Daniel Calderón was giving his lectures in Paris when he learned of the abduction of his children on their way to school.

Had someone betrayed him? Where, in Argentina or in France? In any case, he had to find them before they disappeared forever, sucked into the machinery of the state. He immediately returned to Buenos Aires, despite his wife's fears, and was picked up by the agents of the SIDE before he even got out of the airport.

“Operation Return,” as the military called it, was a tactic consisting of setting a trap for exiles by infiltrating their associations abroad. Had the visa for France been granted with this end in mind? Elena Calderón had gone to great lengths to track down her family, had called upon people she thought were close to her, without result: “Your husband ran away,” they had dared to tell her. She had turned to Daniel's supporters in France. The affair had been brought before the highest authorities, but if the country of the Rights of Man condemned Videla's coup d'état, behind the scenes things were more complicated: the French intelligence service had been informed of the issuing of false papers for agents of the junta assigned to track down dissidents on French soil, but Poniatowski, the Minister of the Interior, had taken no steps to arrest them. Former members of the French Secret Army Organization were still found in the secret services, in France and in Argentina, where some secret agents returning from Algeria had become instructors in no-holds-barred interrogation. And it was not just the Secret Army Organization: from 1957 to 1983, regular army staff members and officers gave classes in Paris, via the “French mission,” training future torturers for war against insurrections and for the use of psychological terror in bringing the people into line. Were they playing a double game? Elena Calderón had met with the French ambassador in Buenos Aires, an affable and cultivated man who had proven more interested in improving his passing shot than in demanding information regarding the disappearance of a poet on his return from Paris.

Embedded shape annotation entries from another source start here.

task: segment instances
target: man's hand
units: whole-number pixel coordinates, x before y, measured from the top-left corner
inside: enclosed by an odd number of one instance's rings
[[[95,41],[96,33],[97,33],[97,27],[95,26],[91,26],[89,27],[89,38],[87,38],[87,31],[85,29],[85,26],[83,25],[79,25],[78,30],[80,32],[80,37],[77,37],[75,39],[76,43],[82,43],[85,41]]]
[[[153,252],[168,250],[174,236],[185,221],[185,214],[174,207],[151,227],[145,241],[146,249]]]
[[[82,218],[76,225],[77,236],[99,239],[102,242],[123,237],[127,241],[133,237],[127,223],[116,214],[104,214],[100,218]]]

Like other women and mothers of the
desaparecidos
, Elena had had to resign herself to the arbitrariness: the military men struck when and where they wanted, sarcastically throwing
habeas corpus
requests back in the faces of the humiliated plaintiffs.

Every day, there were dozens of these women in front of every police station in the neighborhood, asking for news of their loved ones; Elena Calderón joined these women eaten away by anxiety, most of them workers' wives whose children had been kidnapped by police forces operating without badges or identities. Through her contact with them, Elena discovered with alarm the condition of her compatriots, some of whom were going out alone for the first time in their lives. Reduced to housekeeping and childcare, these women knew nothing. Politics did not concern them—at least they had ended up believing that—and any notion of rights was foreign to them. Few read, or if they did, they picked up by chance
La Nación
, which spoke for the Process. Women who above all did not understand what was happening: “they” must have made a mistake . . .

For hours, these mothers remained prostrate, powerless, sleepless in a pit of despair. The authorities laughed in their faces: “You son must have run away with a chick!” “Another case of terrorists settling accounts among themselves.” The most fortunate of them received a coffin containing the body of their son or husband, with armed soldiers present to forbid them to open it—then they would have seen the marks of torture, or that there was no body in the coffin.

The women decided to join the resistance.

There were only fourteen of them when they first gathered around the obelisk on the Plaza de Mayo, on April 30, 1977. There was no square in Argentina that was kept under closer surveillance: the Plaza de Mayo was the center of military power, the symbolic site of the country's political memory, situated between the Cabildo, the seat of the former Spanish colonial government, and the Casa Rosada, through which had passed all the heads of state since the eviction of the last viceroy of Spain in 1810 and the proclamation of the Republic.